A warning: as technology redefines relationships, shoddy education or physical damage can occur as individuals self-diagnose or take intellectual shortcuts over the Internet. Technology must reinforce rather than substitute for licensed professional expertise, solid thinking and good judgment.

The intersection of medicine and education could be called health. Public schools struggle to combine core academic subjects with learning about mental, emotional and physical health. By the same token, hospitals and doctors are challenged to reach out to their surrounding communities in ways that could definitely strengthen health services. By promoting healthy communities, schools and hospitals could better serve the public at lower cost.

For many years, I have served on the board of a nonprofit network called the Healthy Community Alliance in rural Western New York. Largely state grant-funded with six full-time employees, the network provides or coordinates programs that address chronic disease awareness and prevention, youth mental health, parent education and management, including physical activity and nutrition.

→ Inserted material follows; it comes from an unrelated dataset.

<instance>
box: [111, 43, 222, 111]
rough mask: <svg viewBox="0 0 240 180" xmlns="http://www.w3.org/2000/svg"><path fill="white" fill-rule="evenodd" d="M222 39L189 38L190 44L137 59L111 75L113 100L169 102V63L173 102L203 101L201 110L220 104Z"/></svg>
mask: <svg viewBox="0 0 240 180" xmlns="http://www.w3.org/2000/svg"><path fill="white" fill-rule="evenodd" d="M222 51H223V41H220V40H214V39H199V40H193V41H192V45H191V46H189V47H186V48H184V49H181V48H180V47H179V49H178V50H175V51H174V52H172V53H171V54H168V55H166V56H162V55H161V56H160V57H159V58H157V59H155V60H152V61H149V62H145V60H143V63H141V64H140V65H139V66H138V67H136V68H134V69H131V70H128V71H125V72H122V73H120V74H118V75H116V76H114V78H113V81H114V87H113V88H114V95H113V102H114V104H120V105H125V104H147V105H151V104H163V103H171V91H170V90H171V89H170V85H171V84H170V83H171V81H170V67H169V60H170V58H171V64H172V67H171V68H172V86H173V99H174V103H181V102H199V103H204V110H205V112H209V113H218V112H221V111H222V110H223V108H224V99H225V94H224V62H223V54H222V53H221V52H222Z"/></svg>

The alliance takes advantage of emerging health and lifestyle priorities for both young and older populations. It maintains an impressive list of partnerships and affiliations, but relationships with both hospitals and school districts are hampered by apathy or uneasiness because “silo thinking” lingers. School and hospital executives should prioritize alliances with regional health networks to close community service gaps more efficiently and cost effectively.

Funding is a minefield for both schools and hospitals. However, public schools operate in a comparatively controlled fiscal environment. Elected school boards, annual public budget or tax rate referenda, property tax caps and mandated reporting requirements keep schools more accountable to their constituencies than most hospitals are accountable to theirs.

Hospital charges depend on a confusing combination of costs derived from different sources. Hospitals do not publicize standardized fees for specific services. Usually patients are not in any position to make informed choices.

In a recent Time magazine special report, Stephen Brill urges significantly lowering the eligibility age for Medicare to 40 so that insurance limits can be extended on certain expensive tests, drugs and services. Medicare controls costs by reimbursement based on certain standards for treatment. The standards are published, specific, measurable and reasonably scientific. Connecting performance standards to cost reimbursements seems to hold promise not just for medicine, but as well for schools where politics often override educational performance. Medicare may have big flaws, but it also saves big money.

Everyone wants measurable results to assure performance quality and bang for the buck. School and hospital leaders should make time to discuss their commonalities. By climbing out of their boxes, these two institutions could reconnect cost with quality and multiply productivity.

Jeffrey M. Bowen, of Delevan, has served as superintendent of the Yorkshire Pioneer Central School District, research director for the New York State School Boards Association and supervisor of on-the-job training in an Air Force hospital. He is a founding member and vice president of the Healthy Community Alliance in Gowanda.